There are several objectives to this lab. They are to be able to graph all the data that was taken from the experiment, understand how to determine enzyme activity, find the rates at which the enzymes affected the substrate, determine how the various variables affect the rate (such as the affect of temperature, pH, and concentration of the enzyme and the substrate) and design an experiment to determine the effect at which these variables are changed on the enzyme activity.

The lab is made of four tests, and two of them have their procedures written below. The first determines the effect on enzyme activity when H202 is added. The rest consist of using a chemical titration to measure and calculate the rate at which H2O2 is changed into O2 and H2O when the catalase is added.

Procedures

2B: Baseline:

1.) put 10mL of 1.5% H2 O2 in a beaker.

2.) Add 1mL of H2 O to the beaker.

3.) Add 10mL of H2 SO4. Be careful when using the H2 SO4.

4.) Swirl all contents of beaker well.

5.) With a burette, pour KMnO4 until approximately ѕ full. Record initial reading.

6.) By using the burette, add one drop of the KMnO4 into the H2 O, H2 O2, and H2 SO4 solution.

7.) Swirl each time after adding a drop.

8.) Continue to add drops, and swirl, until a pink or brown color is seen.

9.) Record final reading of burette.

10.) Calculate the baseline by subtracting the initial from the final readings of KMnO4. Record.

2D: Rate of decomposition:

1.) Use the same baseline that was found in experiment 2B.

2.) Pour KMnO4 into the burette until approximately ѕ full.
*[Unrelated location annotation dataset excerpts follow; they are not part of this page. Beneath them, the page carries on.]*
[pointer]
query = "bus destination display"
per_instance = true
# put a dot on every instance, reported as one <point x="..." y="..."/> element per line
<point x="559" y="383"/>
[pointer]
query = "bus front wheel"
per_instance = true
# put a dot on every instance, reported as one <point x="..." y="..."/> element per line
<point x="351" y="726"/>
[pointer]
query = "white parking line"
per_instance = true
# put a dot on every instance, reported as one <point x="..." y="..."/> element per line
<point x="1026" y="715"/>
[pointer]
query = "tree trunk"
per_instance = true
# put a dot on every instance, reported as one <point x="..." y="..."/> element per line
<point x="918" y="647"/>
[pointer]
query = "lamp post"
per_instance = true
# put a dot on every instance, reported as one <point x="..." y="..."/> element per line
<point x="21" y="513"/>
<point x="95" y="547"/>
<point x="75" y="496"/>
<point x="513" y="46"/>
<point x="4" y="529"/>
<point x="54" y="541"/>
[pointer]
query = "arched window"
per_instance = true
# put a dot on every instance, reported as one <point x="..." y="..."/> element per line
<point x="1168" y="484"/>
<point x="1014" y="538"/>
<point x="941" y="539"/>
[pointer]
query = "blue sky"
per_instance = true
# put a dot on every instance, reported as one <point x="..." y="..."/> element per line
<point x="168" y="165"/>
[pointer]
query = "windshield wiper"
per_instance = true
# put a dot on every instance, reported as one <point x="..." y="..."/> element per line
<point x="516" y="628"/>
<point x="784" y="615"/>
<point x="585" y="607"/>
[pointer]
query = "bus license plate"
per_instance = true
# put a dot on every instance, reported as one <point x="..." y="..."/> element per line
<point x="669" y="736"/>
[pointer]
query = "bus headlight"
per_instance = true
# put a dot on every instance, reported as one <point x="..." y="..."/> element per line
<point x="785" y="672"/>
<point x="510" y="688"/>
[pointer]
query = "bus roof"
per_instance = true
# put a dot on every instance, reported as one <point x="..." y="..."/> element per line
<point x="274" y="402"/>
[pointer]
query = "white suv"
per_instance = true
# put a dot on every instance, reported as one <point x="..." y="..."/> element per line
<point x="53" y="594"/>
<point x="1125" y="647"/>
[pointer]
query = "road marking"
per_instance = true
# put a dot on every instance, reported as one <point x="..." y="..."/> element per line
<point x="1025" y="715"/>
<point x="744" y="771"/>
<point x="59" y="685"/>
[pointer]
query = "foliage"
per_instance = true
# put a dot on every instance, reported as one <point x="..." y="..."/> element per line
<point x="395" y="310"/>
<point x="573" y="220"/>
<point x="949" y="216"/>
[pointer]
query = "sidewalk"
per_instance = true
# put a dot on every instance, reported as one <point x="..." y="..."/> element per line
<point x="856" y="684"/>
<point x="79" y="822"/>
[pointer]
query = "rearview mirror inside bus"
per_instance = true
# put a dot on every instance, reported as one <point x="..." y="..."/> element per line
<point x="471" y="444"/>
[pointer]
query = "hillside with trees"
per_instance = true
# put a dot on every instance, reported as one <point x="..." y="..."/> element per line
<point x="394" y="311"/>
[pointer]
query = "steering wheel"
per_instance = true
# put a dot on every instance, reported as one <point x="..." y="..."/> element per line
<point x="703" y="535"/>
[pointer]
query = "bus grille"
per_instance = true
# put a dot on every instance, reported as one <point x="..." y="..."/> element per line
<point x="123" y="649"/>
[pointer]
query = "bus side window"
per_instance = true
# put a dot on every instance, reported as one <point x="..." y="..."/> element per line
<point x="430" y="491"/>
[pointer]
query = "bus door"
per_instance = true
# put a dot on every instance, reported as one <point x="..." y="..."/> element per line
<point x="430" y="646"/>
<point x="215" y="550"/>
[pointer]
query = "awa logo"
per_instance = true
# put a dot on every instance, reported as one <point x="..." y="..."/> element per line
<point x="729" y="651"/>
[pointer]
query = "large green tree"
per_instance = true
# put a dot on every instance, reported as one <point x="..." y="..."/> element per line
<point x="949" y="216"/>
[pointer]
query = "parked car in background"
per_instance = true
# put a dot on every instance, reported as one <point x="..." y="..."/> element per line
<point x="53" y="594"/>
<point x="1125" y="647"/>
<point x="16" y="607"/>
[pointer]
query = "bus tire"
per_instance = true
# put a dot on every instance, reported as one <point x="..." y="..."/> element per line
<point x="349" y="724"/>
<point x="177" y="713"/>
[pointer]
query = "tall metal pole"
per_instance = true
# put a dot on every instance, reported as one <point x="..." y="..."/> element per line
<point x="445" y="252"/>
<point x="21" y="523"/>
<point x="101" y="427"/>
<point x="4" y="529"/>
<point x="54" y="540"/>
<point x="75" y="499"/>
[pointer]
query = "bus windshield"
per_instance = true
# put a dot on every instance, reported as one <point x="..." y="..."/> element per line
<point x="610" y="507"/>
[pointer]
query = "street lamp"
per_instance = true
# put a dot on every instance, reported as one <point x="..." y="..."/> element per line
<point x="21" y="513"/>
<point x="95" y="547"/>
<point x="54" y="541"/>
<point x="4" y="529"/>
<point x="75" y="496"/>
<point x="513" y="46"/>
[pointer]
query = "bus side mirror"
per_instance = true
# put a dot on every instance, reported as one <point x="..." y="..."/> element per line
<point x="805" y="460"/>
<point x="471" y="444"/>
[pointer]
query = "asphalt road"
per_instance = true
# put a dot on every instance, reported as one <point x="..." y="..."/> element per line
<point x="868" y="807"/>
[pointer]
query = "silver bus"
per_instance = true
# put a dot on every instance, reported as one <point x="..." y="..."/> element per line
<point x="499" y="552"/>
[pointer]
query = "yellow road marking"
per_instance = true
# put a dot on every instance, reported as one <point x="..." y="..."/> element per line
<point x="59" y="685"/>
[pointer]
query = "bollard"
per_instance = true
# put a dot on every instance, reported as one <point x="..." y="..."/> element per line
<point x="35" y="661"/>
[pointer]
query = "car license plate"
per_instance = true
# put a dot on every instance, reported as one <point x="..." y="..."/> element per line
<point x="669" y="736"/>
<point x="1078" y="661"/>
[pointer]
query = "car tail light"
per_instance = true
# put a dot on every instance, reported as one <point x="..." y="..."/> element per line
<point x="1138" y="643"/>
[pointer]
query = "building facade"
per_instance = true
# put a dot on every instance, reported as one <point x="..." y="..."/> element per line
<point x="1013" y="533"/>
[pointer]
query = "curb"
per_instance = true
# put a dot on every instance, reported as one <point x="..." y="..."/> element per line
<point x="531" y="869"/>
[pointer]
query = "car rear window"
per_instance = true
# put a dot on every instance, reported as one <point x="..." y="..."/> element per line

Record initial reading

3.) In a 50mL glass beaker put 10mL of 1.5% H2O2.

4.) Add 1mL of catalase extract.

5.) Swirl this solution for 10 seconds.

6.) After swirling for 10 seconds, add 10mL of H2SO4

7.) Use a burette to add one drop of KMnO4 at a time to this solution, swirling each time. Add until a pink or brown color is seen.

8.) Record final reading of KMnO4 in the burette.

9.) In a clean beaker repeat steps three through seven, but swirling at the increments of 30, 60, 120, and then 180 seconds.

10.) Then proceed the titration of the KMnO4, after each time interval, into each solution until a pink or brown color is seen, and record the final reading.

Follow-Up Questions-

1.)Average rate (molecules/second) that H2O2 decomposed in 10 seconds.

2.) Catalase helps speed up chemical reactions, usually hydrogen peroxide. The structure of catalase contains four polypeptide chains. More than 500 amino acids make up each. Catalase has a molecular weight of approximately 240,000 daltons, and is found in all aerobic organisms. Catalase accumulates toxic levels of hydrogen peroxide within the cells formed from the metabolic process. Catalase speeds up the decomposition of hydrogen peroxide to water and oxygen gas.

The oxygen that is produced by catalase could be used in the cell at the end of the electron transport chain. This oxygen can also be used in the respiration of a living cell. It would be able to oxidize various molecules in the cell to aid in the production of energy.